26 November 2017   10:16 Diperbarui: 26 November 2017   10:17 725
+
Laporkan Konten
Laporkan Akun
Kompasiana adalah platform blog. Konten ini menjadi tanggung jawab bloger dan tidak mewakili pandangan redaksi Kompas.
Lihat foto
Bagikan ide kreativitasmu dalam bentuk konten di Kompasiana | Sumber gambar: Freepik

Prosesi acara adat perkawinan putri Presiden Joko Widodo, Kahiyang Ayu, dengan Bobby Afif Nasution, menjadi tontonan menarik bagi masyarakat. Bagi yang tidak melihat langsung acara tersebut, beruntung sekali karena ada beberapa stasiun televisi yang menayangkan siaran langsung. Setelah di awal November lalu dilaksanakan rangkaian perkawinan adat Jawa di Solo, kemaren dan hari ini (25 dan 26 November 2017), giliran adat Mandailing yang digelar di Medan.

Ternyata acara demi acara begitu berwarna, meriah, dan sarat makna yang mengandung nilai-nilai filosofis. Bahkan Kompas (26/11) menyebutnya sebagai perkawinan yang merajut nusantara. Acara tersebut seperti menyadarkan kita kembali betapa kayanya budaya beragam suku yang mendiami tanah air tercinta ini. Amat sayang bila kekayaan itu tidak dirawat. Presiden Joko Widodo jelas punya perhatian yang besar atas kelestarian budaya ini, karena di acara lain pun beliau sering memakai baju adat dari berbagai daerah.

Tulisan ini tidak bermaksud membahas acara pernikahan Kahiyang Ayu dan Bobby Nasution. Justru pada berbagai resepsi perkawinan secara umum di negara kita, khususnya pada masyarakat perkotaan, harus diakui telah terjadi penyederhanaan acara adat yang malahan bisa mengaburkan makna filosofisnya.

Sewaktu saya masih punya "posisi" di sebuah BUMN, saya relatif sering mendapat undangan pernikahan, baik dari rekan kerja yang menikahkan anaknya, maupun dari relasi kantor. Sejak pensiun setahun yang lalu, undangan seperti itu jauh berkurang, meski sesekali masih ada. Saya amat paham, undangan memang berkorelasi dengan jabatan. Maksudnya, banyak yang diundang karena jabatannya, bukan karena orangnya. 

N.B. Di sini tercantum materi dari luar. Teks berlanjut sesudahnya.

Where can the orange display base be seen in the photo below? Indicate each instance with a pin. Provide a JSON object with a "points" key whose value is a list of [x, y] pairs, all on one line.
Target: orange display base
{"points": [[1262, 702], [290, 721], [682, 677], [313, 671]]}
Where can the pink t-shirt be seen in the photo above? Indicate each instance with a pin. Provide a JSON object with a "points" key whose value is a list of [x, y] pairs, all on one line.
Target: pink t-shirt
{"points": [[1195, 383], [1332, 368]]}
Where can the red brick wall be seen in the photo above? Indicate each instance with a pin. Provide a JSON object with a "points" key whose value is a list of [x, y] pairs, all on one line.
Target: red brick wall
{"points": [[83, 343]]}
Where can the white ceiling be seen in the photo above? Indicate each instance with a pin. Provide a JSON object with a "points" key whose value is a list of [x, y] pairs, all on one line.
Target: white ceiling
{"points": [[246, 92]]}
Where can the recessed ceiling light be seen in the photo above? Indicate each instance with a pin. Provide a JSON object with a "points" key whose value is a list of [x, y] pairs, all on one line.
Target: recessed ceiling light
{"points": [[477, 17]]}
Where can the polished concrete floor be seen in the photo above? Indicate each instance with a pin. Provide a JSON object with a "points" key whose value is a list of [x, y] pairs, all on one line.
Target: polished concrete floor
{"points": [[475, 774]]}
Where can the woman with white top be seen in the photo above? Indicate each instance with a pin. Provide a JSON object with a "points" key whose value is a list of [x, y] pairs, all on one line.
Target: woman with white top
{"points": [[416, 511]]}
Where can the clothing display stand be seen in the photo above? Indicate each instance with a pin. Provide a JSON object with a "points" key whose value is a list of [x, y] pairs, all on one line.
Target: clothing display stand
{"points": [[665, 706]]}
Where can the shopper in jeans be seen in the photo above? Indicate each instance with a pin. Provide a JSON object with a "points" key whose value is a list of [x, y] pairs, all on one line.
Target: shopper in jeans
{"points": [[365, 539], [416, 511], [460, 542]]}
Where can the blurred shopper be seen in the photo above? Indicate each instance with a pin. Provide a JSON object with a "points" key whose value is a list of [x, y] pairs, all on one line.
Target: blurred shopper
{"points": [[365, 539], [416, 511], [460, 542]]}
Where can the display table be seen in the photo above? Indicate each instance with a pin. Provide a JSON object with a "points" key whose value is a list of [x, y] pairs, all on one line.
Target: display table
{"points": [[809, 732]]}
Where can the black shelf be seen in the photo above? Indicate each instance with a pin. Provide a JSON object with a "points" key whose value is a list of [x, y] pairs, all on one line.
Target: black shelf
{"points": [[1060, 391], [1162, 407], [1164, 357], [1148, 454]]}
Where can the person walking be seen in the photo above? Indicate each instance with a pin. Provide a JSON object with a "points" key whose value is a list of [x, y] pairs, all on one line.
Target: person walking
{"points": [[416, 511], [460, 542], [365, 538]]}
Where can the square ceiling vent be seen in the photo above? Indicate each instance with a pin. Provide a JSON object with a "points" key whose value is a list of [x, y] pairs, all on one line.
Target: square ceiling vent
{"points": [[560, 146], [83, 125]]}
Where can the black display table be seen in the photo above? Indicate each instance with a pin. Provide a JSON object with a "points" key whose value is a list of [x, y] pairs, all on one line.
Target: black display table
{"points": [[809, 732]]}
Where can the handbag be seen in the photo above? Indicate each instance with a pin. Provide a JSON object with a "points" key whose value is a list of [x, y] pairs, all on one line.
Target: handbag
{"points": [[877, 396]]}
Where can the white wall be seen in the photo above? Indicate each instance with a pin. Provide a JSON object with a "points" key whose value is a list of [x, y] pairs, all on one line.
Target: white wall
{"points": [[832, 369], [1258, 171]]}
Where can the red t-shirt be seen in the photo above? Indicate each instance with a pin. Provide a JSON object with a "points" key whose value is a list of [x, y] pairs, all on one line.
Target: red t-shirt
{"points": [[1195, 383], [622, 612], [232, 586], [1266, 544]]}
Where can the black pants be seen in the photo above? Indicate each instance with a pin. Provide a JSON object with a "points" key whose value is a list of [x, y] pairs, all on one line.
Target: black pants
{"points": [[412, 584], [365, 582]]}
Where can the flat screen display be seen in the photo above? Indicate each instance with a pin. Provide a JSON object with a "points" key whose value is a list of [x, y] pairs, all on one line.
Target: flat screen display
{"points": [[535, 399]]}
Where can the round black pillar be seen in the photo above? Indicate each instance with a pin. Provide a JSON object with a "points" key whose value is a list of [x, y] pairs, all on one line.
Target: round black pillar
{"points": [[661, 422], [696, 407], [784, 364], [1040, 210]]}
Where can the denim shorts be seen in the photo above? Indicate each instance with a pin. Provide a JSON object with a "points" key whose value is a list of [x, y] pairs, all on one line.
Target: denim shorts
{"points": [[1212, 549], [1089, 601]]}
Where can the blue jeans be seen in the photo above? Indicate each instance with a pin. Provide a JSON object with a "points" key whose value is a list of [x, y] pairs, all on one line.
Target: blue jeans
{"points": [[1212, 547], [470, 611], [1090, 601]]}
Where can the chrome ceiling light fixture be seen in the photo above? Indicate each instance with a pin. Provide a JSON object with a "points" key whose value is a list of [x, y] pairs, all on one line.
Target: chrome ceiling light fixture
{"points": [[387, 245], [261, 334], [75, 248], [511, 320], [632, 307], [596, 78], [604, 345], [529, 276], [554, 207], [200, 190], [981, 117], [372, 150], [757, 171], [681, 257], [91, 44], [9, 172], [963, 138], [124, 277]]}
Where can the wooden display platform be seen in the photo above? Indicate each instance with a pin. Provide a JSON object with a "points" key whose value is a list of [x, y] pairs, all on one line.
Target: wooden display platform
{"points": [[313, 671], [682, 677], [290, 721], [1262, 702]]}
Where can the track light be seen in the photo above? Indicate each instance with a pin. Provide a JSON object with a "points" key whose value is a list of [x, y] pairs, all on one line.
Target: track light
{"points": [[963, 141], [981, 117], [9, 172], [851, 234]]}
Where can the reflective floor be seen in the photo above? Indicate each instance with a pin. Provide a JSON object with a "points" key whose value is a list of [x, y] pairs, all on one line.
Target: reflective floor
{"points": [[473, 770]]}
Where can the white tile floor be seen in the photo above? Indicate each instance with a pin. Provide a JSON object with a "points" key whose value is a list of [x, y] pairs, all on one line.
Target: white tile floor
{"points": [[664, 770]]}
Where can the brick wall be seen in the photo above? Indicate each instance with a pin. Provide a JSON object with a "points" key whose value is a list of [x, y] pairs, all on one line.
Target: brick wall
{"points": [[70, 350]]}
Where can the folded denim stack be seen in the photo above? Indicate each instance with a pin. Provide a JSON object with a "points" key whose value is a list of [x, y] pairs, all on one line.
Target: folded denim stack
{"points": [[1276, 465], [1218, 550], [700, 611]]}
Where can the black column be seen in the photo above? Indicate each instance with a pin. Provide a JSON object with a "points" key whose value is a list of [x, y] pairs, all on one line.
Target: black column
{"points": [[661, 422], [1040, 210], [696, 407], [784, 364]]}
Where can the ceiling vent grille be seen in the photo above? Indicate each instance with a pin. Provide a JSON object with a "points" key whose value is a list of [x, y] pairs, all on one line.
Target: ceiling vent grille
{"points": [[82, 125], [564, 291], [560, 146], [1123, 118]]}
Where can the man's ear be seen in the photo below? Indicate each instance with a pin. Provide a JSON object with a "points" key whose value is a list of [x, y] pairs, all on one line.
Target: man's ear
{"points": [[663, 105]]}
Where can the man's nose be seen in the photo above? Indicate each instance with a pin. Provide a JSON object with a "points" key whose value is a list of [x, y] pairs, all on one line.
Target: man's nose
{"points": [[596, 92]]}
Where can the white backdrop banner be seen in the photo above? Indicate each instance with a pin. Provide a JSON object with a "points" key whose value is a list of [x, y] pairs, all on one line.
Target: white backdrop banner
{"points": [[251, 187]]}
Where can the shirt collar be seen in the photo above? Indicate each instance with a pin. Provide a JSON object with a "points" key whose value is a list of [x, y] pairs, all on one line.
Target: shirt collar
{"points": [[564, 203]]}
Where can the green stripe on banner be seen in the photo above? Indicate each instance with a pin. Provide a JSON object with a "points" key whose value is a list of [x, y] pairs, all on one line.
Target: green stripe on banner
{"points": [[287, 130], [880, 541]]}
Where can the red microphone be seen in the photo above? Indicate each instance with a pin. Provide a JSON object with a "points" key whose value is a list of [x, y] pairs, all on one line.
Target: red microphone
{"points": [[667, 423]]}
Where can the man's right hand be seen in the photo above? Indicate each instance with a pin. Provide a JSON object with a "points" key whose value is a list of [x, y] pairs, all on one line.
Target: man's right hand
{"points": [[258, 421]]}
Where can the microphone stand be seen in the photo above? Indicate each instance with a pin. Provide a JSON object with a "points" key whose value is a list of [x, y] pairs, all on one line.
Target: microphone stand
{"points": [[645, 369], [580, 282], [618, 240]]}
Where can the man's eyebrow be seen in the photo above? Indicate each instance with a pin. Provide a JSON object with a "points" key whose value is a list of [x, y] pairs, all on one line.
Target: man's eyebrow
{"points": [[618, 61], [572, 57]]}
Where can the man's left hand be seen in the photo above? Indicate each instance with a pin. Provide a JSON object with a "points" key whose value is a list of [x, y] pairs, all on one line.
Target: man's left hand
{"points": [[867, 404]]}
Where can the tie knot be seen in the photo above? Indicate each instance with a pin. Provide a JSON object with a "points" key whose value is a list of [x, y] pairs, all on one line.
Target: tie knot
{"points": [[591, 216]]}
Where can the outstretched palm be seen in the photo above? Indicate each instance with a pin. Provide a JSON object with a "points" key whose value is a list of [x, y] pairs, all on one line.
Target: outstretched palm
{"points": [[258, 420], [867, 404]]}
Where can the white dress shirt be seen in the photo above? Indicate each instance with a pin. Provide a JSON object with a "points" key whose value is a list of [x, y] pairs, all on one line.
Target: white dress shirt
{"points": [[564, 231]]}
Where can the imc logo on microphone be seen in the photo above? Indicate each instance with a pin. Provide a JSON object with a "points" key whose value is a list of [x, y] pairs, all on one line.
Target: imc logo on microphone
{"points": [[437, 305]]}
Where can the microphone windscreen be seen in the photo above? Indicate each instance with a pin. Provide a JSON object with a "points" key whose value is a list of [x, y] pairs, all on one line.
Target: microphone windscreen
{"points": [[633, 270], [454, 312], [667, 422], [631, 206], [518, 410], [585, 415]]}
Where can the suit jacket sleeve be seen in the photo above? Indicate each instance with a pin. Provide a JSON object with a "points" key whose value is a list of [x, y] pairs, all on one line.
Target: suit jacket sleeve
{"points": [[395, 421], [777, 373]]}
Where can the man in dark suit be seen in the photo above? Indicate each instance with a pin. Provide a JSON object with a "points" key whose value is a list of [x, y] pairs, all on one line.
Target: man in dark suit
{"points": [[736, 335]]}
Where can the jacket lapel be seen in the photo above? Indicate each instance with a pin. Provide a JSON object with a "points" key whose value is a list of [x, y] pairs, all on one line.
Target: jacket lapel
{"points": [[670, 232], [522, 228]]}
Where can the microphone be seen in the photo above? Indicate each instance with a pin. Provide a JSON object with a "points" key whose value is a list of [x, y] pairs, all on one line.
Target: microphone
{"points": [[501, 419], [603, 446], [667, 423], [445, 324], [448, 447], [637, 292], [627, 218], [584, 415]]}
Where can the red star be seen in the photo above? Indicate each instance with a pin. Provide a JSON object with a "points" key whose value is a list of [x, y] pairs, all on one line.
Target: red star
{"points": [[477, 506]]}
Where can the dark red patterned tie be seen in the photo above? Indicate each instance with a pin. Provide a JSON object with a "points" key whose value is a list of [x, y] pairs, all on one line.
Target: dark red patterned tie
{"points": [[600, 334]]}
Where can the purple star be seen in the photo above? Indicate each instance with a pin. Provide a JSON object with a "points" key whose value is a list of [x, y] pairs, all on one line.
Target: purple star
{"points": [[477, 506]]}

Setiap menghadiri resepsi pernikahan, saya datang lebih awal agar lebih di depan dalam barisan antrian untuk memberikan ucapan selamat kepada penganten, meski sering disela oleh pejabat tinggi yang begitu datang diberi akses memotong jalur antrian. Dengan datang cepat, risiko kehabisan makanan juga bisa dihindari. 

Namun tujuan saya yang utama untuk datang cepat adalah ingin menikmati prosesi adat yang disuguhi dari awal. Makanya setiap ada undangan, saya selalu meneliti dari suku mana pasangan penganten itu berasal, dan membayangkan acara adat mana yang akan dipakai. Walaupun yang menikah kebanyakan sudah kelahiran Jakarta dan bergaya hidup anak gaul ibukota, sewaktu menikah mereka kembali ke khittahnya, menggunakan adat kedua orang tuanya. Kalau orang tuanya kelahiran Jakarta juga, berarti mengacu ke adat nenek moyangnya. Artinya semua kita pasti punya suku, dan otomatis pasti punya adat.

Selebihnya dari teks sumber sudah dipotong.